Dispatches from 2021’s most embarrassing public relations campaign: Neiman showered congratulations upon itself for the revolutionary addition of a “sustainable styles” section to its website. It appended the phrase “environmental social governance” to a couple of mid-level administrators’ job titles. It reminded anyone who would listen of two-year-old plans for its acquisition of minority shares in a business selling second-hand women’s accessories. And it selectively trotted out alterations figures from 2019 to the press as if they were news, or had anything to do with the environment.11
What the cynics in Neiman’s PR department missed is that younger consumers value “authenticity” over all other factors in judging corporate social responsibility efforts and promotional campaigns.12
So how authentic is Neiman’s new-found passion for the planet?
Neiman Marcus: Environmental Terrorists
Fur production contributes to climate change, chemical pollution, biodiversity loss, and water contamination.
Fur farms annually produce billions of pounds of feces and thousands of tons of phosphorus, which pollute rivers and streams. They release hundreds of thousands of pounds of ammonia and other greenhouse gases into the air.
Trapping indiscriminately cripples or kills three non-target animals, including endangered species, for every fur-bearing target animal successfully trapped. This takes a heavy toll on species equilibrium and riparian ecology.
A toxic array of chemicals is required to preserve and dye decomposing animal skins – formaldehyde, ammonia, and various salts, chromates, and bleaching agents. Producing a fur coat with farmed animals uses twenty times as much energy as producing a faux fur coat.

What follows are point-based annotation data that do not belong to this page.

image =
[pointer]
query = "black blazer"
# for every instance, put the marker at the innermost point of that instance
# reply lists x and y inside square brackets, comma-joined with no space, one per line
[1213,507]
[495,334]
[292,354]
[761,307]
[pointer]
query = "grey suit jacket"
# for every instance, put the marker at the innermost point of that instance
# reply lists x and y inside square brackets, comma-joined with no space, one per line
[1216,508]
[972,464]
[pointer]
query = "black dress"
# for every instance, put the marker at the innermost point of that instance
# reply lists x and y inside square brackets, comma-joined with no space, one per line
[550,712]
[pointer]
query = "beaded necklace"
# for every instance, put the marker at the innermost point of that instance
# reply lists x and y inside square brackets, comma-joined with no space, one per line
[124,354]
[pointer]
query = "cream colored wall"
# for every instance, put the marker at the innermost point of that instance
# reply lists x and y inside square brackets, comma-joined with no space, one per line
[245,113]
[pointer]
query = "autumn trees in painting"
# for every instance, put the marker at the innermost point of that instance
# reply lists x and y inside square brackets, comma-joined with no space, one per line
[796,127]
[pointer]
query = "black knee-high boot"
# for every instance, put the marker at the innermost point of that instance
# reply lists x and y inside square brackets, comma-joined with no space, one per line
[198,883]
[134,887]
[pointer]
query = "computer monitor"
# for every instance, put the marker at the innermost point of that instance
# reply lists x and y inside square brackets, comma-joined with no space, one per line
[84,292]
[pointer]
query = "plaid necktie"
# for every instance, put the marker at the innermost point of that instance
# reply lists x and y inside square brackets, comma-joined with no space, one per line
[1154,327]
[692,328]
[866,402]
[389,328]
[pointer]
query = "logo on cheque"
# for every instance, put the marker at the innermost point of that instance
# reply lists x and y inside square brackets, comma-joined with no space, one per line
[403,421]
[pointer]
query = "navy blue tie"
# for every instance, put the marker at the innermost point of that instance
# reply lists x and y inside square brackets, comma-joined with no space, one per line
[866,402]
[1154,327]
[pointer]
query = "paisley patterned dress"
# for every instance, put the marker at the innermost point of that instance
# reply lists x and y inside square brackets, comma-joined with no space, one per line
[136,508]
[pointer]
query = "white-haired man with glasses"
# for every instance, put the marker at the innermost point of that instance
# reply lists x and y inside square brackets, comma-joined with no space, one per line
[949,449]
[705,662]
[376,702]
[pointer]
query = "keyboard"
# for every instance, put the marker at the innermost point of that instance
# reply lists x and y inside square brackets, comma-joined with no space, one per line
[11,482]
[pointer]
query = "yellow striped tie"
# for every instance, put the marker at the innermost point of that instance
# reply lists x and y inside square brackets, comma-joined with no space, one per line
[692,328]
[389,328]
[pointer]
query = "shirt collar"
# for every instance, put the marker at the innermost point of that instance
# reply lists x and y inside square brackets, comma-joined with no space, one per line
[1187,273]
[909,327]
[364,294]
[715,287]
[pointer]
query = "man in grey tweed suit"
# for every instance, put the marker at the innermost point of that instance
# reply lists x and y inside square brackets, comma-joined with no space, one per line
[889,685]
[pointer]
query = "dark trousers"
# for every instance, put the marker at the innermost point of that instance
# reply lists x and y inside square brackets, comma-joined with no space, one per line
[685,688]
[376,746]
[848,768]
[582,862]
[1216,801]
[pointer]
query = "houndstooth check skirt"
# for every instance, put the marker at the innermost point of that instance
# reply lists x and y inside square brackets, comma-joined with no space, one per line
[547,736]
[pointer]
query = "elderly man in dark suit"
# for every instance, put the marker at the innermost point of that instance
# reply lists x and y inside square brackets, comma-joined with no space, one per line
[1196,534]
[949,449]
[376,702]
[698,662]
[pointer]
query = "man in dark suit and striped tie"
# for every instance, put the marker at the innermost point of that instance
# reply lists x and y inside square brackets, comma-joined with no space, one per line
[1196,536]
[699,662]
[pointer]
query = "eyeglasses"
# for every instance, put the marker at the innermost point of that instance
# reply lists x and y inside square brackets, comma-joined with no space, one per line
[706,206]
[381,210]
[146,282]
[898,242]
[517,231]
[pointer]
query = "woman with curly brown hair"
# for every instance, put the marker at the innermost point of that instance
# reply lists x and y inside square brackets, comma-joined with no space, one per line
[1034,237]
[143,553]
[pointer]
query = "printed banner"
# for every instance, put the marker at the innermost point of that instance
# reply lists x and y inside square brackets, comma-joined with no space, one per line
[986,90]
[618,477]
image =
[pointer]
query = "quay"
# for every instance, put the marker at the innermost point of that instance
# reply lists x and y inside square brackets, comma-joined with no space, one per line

1 “The Future of Luxury: Bouncing Back From Covid-19.” Bain & Company.
2 “Form 10-K, Neiman Marcus Group LLC, Annual Report FY1994.” U.S. Securities and Exchange Commission.
3 “Brief – Neiman Marcus Group Llc on conf call – Q4 writedown from review of 2013 acquisition of co.” Reuters.
4 “Form 10-K, Neiman Marcus Group Ltd LLC, Annual Report FY2017.” U.S. Securities and Exchange Commission.; “$1.1 Billion Refinancing at Neiman’s; Confidential Memorandum Reveals Challenges.” WWD.
5 “YPulse Brand Report 2019.” YPulse.
6 “Corporate Social Responsibility Matters: Ignore Millennials at Your Peril.” Georgetown University Center for Social Impact Communication.
7 “‘True Gen’: Generation Z and its implications for companies.” McKinsey & Company.
8 “The Deloitte Global Millennial Survey 2020.” Deloitte.
9 “The Six Sins of Greenwashing: A Study of Environmental Claims in North American Consumer Markets.” TerraChoice Environmental Marketing.
10 “Neiman Marcus Group Acts on Sustainability.” WWD.
11 “Neiman Marcus Group Honors Earth Day by Announcing Development of Company’s First Environmental Social Governance Team, Strategy, Improvements.” Neiman Marcus Group.
12 “What Makes A CSR Message Resonate With Millennials And Generation-Z?” Forbes.